La firma della Carta di Intenti tra Diocesi di Rieti, Provincia di San Bonaventura, comuni di Rieti e Greccio
Foto: Chiesa di Rieti
Facebook Twitter Google+ Pinterest Addthis

Due ottocentenari francescani da celebrare, magari (ma non ci sono conferme ufficiali) con una sorpresa da parte del Papa. Diocesi di Rieti, Provincia di San Bonaventura dei Frati Minori e Comuni di Rieti e Greccio hanno siglato, lo scorso 26 agosto, una Carta di Intenti per preparare e coordinare le celebrazioni dell’ottocentenario della Regola Bollata, scritta da San Francesco a Fonte Colombo e approvata da Papa Onorio II 29 novembre 1293, e del Primo Presepe di Greccio, realizzato nel Natale dello stesso anno. Ed è stato durante la firma di questa Carta di Intesa che il vescovo Domenico Pompili di Rieti ha annunciato la prossima uscita di una nuova enciclica papale.

“A breve – ha detto il vescovo – il Papa stesso emanerà una enciclica sul tema della Fratellanza Umana”. Secondo quanto trapela dal Vaticano, l’enciclica potrebbe essere firmata il 4 ottobre, giorno di San Francesco di Assisi, e presentata il 5 ottobre. Legata al giorno di San Francesco, l’enciclica andrebbe così a suggellare le celebrazioni francescane. L’enciclica andrebbe a cadere anche nell’anno in cui si celebra l’800esimo anniversario dei primi martiri francescani, che persero la vita durante un loro tentativo di evangelizzazione del Marocco.
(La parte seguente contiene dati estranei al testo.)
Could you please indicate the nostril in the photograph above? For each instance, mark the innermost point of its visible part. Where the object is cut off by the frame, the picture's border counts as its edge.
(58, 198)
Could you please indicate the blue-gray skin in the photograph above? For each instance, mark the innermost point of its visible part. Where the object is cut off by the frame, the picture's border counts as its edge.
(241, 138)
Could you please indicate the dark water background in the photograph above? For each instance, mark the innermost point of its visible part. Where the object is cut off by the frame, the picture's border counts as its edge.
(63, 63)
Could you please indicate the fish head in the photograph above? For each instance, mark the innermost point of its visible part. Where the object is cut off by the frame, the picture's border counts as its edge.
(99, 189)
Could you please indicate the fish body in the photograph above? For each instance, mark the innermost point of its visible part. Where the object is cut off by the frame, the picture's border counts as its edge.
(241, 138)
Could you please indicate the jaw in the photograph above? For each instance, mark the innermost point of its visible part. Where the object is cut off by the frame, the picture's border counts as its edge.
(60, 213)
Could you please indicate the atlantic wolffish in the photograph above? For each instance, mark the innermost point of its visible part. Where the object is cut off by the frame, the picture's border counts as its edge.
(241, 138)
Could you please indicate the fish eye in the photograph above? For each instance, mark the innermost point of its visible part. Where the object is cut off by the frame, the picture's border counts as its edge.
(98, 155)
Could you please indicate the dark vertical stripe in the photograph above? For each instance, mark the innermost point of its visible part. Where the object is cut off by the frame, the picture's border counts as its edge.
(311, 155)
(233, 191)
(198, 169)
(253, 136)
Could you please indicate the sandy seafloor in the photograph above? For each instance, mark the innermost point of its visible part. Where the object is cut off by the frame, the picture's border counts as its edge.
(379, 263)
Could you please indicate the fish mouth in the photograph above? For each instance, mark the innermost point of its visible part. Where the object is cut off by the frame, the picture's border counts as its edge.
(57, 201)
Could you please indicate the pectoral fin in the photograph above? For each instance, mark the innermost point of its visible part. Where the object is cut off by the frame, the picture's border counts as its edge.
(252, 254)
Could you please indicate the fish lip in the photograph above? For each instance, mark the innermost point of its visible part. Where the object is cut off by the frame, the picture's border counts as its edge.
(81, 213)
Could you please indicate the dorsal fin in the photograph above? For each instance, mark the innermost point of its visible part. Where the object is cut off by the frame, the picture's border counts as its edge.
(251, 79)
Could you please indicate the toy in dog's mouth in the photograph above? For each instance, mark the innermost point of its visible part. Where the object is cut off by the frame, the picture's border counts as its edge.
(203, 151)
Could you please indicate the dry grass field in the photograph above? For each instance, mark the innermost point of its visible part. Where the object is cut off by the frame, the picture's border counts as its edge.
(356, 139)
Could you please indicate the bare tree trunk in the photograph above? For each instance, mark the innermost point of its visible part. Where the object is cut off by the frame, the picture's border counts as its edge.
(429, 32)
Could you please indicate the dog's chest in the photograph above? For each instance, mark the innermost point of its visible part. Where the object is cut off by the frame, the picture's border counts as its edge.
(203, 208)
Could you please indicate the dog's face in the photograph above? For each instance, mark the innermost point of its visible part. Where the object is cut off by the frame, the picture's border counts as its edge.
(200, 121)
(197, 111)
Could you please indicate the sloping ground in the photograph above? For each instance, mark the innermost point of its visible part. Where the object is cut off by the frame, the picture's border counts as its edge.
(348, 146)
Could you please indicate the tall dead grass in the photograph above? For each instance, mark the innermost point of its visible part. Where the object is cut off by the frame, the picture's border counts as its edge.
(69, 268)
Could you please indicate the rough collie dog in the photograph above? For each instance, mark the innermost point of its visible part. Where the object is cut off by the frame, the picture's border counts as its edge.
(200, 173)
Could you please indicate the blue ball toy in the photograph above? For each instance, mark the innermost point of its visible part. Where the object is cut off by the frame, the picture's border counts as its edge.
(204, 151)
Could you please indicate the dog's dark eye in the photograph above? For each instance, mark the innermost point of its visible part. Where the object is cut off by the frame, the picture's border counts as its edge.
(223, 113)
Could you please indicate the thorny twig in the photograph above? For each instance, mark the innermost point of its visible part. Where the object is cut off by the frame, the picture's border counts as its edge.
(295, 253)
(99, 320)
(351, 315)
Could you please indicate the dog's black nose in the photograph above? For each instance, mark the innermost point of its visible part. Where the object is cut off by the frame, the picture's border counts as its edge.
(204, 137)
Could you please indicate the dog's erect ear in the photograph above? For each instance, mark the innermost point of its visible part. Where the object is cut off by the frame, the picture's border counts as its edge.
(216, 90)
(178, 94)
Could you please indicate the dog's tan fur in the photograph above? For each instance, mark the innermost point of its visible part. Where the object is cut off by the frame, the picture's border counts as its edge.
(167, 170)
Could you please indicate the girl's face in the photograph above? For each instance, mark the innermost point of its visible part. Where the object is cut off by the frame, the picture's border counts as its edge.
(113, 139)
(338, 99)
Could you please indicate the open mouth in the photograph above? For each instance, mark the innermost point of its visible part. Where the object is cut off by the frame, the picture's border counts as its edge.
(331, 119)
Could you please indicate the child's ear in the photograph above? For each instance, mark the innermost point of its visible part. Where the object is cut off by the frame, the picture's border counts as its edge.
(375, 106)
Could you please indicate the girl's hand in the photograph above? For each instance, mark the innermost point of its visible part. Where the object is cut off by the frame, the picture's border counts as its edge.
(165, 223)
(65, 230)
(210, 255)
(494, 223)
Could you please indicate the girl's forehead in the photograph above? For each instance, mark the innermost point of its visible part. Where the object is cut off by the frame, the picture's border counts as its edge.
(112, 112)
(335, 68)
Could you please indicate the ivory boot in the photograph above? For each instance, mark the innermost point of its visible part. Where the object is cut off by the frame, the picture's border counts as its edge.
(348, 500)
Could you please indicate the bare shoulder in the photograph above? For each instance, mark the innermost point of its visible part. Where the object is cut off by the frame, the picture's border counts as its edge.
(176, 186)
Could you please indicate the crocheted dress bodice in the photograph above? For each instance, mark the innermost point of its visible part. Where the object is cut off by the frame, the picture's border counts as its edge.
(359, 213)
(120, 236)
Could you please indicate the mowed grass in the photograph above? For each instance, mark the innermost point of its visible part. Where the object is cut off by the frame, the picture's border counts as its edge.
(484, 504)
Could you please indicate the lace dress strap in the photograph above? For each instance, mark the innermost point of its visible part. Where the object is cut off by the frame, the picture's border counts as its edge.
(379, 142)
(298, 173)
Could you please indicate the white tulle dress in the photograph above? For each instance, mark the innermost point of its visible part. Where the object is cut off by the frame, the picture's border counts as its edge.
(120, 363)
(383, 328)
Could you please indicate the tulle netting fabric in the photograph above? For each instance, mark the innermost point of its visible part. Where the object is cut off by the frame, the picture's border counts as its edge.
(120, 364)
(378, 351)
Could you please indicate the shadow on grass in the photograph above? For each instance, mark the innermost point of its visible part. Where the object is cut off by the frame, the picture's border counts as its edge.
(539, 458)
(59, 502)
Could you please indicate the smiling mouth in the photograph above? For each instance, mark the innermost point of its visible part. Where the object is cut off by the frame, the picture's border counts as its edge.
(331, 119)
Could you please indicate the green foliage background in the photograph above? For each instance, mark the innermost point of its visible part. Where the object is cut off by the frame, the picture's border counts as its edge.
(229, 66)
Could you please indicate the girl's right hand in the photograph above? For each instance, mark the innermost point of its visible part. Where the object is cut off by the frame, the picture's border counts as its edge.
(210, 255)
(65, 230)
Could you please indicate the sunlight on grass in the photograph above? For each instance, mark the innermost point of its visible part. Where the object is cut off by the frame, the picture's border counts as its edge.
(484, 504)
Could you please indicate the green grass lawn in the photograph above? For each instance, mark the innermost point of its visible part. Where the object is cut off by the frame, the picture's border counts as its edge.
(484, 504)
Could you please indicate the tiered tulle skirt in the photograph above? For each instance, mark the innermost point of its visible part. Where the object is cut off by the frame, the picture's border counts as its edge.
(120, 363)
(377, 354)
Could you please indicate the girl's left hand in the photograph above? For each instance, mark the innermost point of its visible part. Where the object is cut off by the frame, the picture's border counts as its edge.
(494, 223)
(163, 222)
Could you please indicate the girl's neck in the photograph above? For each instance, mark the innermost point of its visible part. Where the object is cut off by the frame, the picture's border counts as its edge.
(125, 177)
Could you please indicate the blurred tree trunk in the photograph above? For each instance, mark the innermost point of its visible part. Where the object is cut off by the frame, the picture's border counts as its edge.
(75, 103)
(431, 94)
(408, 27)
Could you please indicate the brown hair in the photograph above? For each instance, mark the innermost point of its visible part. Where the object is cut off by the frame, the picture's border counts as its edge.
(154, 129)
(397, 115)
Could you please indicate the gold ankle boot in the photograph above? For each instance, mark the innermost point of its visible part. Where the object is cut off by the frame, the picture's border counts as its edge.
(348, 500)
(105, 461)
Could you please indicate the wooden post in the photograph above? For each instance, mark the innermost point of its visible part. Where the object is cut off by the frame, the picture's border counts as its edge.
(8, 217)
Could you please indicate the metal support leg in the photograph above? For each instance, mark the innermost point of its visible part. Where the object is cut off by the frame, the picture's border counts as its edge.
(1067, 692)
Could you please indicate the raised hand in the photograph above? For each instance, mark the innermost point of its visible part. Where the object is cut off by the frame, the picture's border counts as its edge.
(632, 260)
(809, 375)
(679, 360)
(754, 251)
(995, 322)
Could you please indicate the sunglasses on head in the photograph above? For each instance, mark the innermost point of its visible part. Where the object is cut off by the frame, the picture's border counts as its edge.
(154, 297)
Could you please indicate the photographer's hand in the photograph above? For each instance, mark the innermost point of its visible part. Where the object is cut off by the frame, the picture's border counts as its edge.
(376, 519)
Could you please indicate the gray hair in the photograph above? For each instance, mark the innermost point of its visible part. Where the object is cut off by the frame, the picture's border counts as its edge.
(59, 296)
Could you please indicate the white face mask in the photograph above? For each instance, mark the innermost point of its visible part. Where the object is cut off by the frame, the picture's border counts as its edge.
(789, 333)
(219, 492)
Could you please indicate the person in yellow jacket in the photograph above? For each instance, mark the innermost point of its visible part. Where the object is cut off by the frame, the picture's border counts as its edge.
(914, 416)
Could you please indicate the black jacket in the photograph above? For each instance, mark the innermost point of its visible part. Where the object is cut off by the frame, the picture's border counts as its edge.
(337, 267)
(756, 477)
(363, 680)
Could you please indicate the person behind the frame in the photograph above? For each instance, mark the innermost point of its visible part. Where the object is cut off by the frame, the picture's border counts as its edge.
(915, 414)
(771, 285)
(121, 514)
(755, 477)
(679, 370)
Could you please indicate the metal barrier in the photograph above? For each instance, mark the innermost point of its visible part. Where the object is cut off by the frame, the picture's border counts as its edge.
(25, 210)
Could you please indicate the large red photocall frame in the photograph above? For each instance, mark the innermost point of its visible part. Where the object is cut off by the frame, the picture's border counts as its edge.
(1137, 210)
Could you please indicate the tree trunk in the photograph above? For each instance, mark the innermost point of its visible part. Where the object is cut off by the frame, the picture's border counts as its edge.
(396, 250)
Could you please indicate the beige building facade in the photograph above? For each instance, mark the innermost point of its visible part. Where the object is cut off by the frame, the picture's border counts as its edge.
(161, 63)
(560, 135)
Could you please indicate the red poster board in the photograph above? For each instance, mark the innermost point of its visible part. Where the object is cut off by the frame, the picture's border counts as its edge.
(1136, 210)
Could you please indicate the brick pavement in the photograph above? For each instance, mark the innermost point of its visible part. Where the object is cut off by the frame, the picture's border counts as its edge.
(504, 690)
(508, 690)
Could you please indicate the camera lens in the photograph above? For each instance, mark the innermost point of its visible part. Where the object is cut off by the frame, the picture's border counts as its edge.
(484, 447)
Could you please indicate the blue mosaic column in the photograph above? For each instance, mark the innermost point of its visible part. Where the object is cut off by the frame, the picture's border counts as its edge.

Ed è anche da ricordare che il viaggio d Papa Francesco in Egitto nel 2017, che fu parte del percorso che portò alla firma della Dichiarazione sulla Fraternità Umana ad Abu Dhabi nel 2019, fu caratterizzato dal ricordo dell’incontro di San Francesco e il sultano a Damietta nel 1219.

Sono molte le ricorrenze di ottocentenari francescani che avranno luogo da quest’anno fino al 2026, anniversario della morte di San Francesco: dall’ottocentenario delle stimmate, che San Francesco ha ricevuto nel 1223, alla stesura del Cantico delle Creature nel 1225 fino alla morte nella sera del 3 ottobre 1226.

La firma della Carta di Intenti porta così alla Costituzione del Comitato Greccio 2023. “La sottoscrizione di oggi – ha detto il vescovo Pompili - è il frutto di un posticipo forzato. Se non ci fosse stata la pandemia, infatti, la presentazione della Carta di Intenti si sarebbe dovuta tenere nel mese di maggio in occasione del XVIII Convegno annuale di Greccio”.

Padre Massimo Fusarelli, ministro della Provincia di San Bonaventura dei Frati Minori, ha anche ricordato nell’evento come i due centenari, impostati nella bellezza di una cornice naturale, siano anche portatori di messaggi attuali, perché “parlare di ecologia integrale significa rivolgersi alle persone di oggi, come Francesco, con la rappresentazione del presepe, ha voluto rendere leggibile il Vangelo per la gente del suo tempo”.

Ecologia integrale che sarà probabilmente uno dei temi della possibile prossima enciclica di Papa Francesco sulla fratellanza umana, che secondo indiscrezioni si chiamerà “Siamo tutti fratelli”. Possibile che il Papa delinei il mondo dopo il coronavirus sulla base della fratellanza umana e della solidarietà, tra l’altro temi centrali del suo ultimo ciclo di catechesi alle udienze generali del mercoledì. Ma sarà anche da vedere in che modo il Papa strutturerà il suo messaggio all’Assemblea Generale delle Nazioni Unite, che si terrà da remoto il prossimo 15 settembre.